Daha da temele inersek; yaşam hakkına dokunuyor.
Bakarsak, zengin ve fakir ülkelerdeki insanların ortalama yaşam süresi arasındaki ciddi farkı görebiliriz.
Peki ülkemizin gelir dağılımında durum ve gidişat nedir?
Bir ülkedeki milli gelirin vatandaşlar arasında nasıl paylaşıldığını gösteren temel göstergelerden biri
“gini katsayısı”dır.
Bu katsayının sıfır olması tüm gelirin eşit dağıldığı anlamına gelmekle birlikte, katsayı arttıkça gelir dağılımındaki dengesizlik de artıyor.

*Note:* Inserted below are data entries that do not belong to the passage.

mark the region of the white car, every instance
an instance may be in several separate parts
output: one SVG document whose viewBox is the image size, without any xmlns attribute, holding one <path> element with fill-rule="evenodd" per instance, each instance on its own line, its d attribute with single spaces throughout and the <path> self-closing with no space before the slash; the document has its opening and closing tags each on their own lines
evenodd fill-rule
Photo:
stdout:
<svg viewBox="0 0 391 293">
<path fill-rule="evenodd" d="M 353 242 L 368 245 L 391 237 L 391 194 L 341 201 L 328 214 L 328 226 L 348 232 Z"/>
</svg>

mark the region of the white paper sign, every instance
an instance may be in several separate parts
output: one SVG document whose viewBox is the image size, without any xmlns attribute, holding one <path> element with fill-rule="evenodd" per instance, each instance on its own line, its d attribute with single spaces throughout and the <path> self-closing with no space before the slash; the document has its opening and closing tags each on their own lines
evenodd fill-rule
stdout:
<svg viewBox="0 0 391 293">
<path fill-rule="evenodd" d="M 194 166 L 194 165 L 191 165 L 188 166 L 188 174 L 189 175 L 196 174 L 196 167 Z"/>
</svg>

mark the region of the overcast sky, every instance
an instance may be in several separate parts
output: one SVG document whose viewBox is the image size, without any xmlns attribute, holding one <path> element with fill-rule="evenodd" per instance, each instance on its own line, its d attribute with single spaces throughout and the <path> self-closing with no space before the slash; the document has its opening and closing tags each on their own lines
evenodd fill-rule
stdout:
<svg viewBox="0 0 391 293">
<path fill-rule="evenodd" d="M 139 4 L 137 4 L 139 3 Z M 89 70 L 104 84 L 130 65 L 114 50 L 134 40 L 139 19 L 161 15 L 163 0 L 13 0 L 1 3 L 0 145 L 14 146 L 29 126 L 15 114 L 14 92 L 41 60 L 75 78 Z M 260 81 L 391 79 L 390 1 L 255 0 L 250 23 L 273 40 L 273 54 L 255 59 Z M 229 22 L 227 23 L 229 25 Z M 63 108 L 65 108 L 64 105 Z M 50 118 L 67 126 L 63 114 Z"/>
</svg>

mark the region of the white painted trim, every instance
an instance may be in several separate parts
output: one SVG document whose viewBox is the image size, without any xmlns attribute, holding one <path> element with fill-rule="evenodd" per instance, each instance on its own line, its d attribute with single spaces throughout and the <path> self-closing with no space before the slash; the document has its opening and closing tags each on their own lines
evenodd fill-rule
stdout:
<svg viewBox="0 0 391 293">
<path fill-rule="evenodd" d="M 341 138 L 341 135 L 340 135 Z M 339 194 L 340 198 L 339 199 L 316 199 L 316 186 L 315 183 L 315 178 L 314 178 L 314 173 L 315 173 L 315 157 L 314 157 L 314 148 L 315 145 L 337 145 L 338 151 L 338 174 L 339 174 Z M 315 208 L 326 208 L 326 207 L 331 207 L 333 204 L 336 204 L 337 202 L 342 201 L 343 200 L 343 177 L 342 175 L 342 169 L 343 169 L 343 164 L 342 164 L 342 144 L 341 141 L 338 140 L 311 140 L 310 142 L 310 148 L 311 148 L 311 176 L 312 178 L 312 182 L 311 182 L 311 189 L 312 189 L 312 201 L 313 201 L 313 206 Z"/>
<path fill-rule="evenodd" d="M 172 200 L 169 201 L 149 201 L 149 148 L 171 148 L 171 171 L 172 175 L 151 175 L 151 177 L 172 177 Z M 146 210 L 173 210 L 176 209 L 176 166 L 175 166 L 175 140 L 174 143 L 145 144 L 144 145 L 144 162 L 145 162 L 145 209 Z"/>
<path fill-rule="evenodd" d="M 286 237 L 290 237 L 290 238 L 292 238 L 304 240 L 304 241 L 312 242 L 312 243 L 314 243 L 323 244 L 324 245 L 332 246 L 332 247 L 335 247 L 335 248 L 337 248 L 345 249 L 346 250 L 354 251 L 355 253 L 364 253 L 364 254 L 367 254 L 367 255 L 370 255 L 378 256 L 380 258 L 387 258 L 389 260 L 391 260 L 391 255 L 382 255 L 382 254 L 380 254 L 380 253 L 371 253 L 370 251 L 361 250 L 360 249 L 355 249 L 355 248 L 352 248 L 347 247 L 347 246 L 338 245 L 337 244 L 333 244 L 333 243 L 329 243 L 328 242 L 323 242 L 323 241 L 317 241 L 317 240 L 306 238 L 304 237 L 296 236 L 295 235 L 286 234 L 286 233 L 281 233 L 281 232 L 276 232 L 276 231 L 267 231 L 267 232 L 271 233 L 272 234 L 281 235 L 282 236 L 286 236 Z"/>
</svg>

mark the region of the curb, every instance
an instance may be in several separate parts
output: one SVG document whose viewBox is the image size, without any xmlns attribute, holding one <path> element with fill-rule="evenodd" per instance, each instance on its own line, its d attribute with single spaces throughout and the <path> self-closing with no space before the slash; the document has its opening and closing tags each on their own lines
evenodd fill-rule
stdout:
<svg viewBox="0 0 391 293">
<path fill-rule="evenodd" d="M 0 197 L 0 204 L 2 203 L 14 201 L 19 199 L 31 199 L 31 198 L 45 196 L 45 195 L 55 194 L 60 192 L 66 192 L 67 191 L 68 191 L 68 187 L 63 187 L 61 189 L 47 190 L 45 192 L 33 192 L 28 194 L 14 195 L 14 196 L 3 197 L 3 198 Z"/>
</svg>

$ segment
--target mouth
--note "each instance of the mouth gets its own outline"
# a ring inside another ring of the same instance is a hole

Aşağıdaki grafik dünyanın farklı yerlerindeki birkaç ülke ile ülkemize ait “gini katsayı”larını karşılaştırıyor.
Ve maalesef ki, karşılaştırılan ülkeler içerisinde ülkemizin katsayı değeri son on yılda belirgin şekilde artmış gözüküyor.
Bu da, 2006 yılından itibaren ülkemizdeki gelir dağılımında giderek artan bir bozulmayı gözler önüne seriyor.
Şimdi biraz da rakamlara odaklanarak durumu anlamaya çalışalım.
2006 yılında nasıldık diye bakacak olursak; nüfusun en yüksek gelirli %20’lik kısmı tüm ülke gelirinin %45,6’sını,
En düşük gelirli %20’si ise gelirin %5,6’sını alıyordu.
On yıl geçti.
2016 verileri ise, en yüksek gelirli %20’lik nüfusun gelirdeki payının artırarak %48,3’a yükseldiğini,
Ancak en düşük gelirli %20’lik kısmın gelirlerdeki payının ise hiç artmadığını gösteriyor.
Bu ne anlama geliyor?
Bu, zenginin daha da zenginleştiği bir ortamda benzer bir iyileşmenin fakir için söz konusu olamadığı anlamına geliyor.
2016 verilerine göre ülkemizde her 1000 kişiden 2’si aşırı yoksulluk sınırı olan günlük 1,25 doların altında gelire sahip; ki kurdaki değişim dikkate alındığında bunun halihazırda çok daha yüksek olduğu ve olacağı aşikar.
TÜİK verilerine göre 2017 yılında her 100 kişiden 28’i ulusal yoksulluk sınırının altında yaşıyor.
Günümüz ekonomisi şebeklerarası şebekelerden oluşmakta.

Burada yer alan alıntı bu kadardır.